At the same time, net revenue rose 2 percent to $1.2 billion, just surpassing Wall Street expectations for $1.18 billion. Within that, apparel revenue was up 1 percent to $775 million and footwear was 8 percent higher at $293 million.

On a regional basis, however, it was a mixed bag, with international business up 12 percent to $328 million, but North America revenue decreasing 3 percent to $843 million. In comparison, Nike Inc., its main rival alongside Adidas AG, enjoyed a 7 percent increase in North America revenue in its latest quarter.

The weakness in North America sales didn’t seem to worry analysts, though, with Randal J. Konik, an analyst at Jefferies, writing in a note to clients that the region is planned flat for the year. This, he believes, implies sales in the region should accelerate and turn positive.

“The brand is strong and still in the early innings of global growth. The top line is recovering and margins are improving, suggesting upward EPS revisions ahead. With valuation compressed and overly negative sentiment, we see significant upside potential,” he added.

Looking ahead, Under Armour expects revenue to be up about 3 percent to 4 percent for the fiscal year as a whole, reflecting relatively flat results for North America and a low-double-digit percentage rate increase in the international business.

Earnings per share, meanwhile, should be in the region of between 33 cents and 34 cents, higher than the previously expected 31 cents to 33 cents.

“Our first-quarter results demonstrate our unwavering commitment to protecting and growing our premium performance athletic brand through a disciplined go-to-market process that delivers innovative products and experiences to make athletes better,” said Under Armour chairman and chief executive officer Kevin Plank.

But, if analysts at Cowen are right, it can go even better.
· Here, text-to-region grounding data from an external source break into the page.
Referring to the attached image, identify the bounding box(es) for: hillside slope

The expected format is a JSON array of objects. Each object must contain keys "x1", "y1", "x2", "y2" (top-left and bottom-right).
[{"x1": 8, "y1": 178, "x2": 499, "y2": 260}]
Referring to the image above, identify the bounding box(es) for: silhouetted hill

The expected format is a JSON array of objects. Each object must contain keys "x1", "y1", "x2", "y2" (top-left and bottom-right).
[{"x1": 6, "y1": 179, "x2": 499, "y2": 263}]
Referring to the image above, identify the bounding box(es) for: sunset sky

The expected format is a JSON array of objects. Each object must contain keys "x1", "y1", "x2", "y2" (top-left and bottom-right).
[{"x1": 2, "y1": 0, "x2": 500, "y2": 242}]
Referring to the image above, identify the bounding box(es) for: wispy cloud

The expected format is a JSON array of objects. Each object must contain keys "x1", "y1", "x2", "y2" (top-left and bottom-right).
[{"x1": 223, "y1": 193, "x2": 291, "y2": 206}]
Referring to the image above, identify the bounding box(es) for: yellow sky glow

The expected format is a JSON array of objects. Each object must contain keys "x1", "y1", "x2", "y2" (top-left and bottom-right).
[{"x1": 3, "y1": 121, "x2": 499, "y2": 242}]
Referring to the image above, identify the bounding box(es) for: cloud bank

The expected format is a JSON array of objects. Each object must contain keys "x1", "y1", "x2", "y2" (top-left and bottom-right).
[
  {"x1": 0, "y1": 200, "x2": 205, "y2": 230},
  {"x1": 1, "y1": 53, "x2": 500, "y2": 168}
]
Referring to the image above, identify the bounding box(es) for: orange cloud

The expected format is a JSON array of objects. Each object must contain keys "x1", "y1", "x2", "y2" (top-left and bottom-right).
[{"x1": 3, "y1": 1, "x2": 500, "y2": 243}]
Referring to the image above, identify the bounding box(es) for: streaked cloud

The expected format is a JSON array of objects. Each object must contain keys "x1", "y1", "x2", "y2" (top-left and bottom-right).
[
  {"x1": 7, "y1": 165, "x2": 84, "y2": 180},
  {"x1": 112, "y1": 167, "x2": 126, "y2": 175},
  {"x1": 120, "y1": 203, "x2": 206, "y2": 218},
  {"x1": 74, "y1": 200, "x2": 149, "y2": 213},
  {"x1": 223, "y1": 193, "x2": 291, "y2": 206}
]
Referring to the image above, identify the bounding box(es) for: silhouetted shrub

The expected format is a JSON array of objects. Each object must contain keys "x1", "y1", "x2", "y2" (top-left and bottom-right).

They believe these estimates are “too conservative” on the back of improving innovation in footwear and apparel, alongside better full-price selling.

The financials follow a number of staff changes as Under Armour looks to improve not only its profits, but also its culture. Notable recent movements include a new design chief to oversee all product, the departure of its North America head and the creation of a chief people and culture officer.

The latter is thought to be in response to the roiling controversy stemming from revelations that, until recently, Under Armour executives were permitted to expense strip club visits.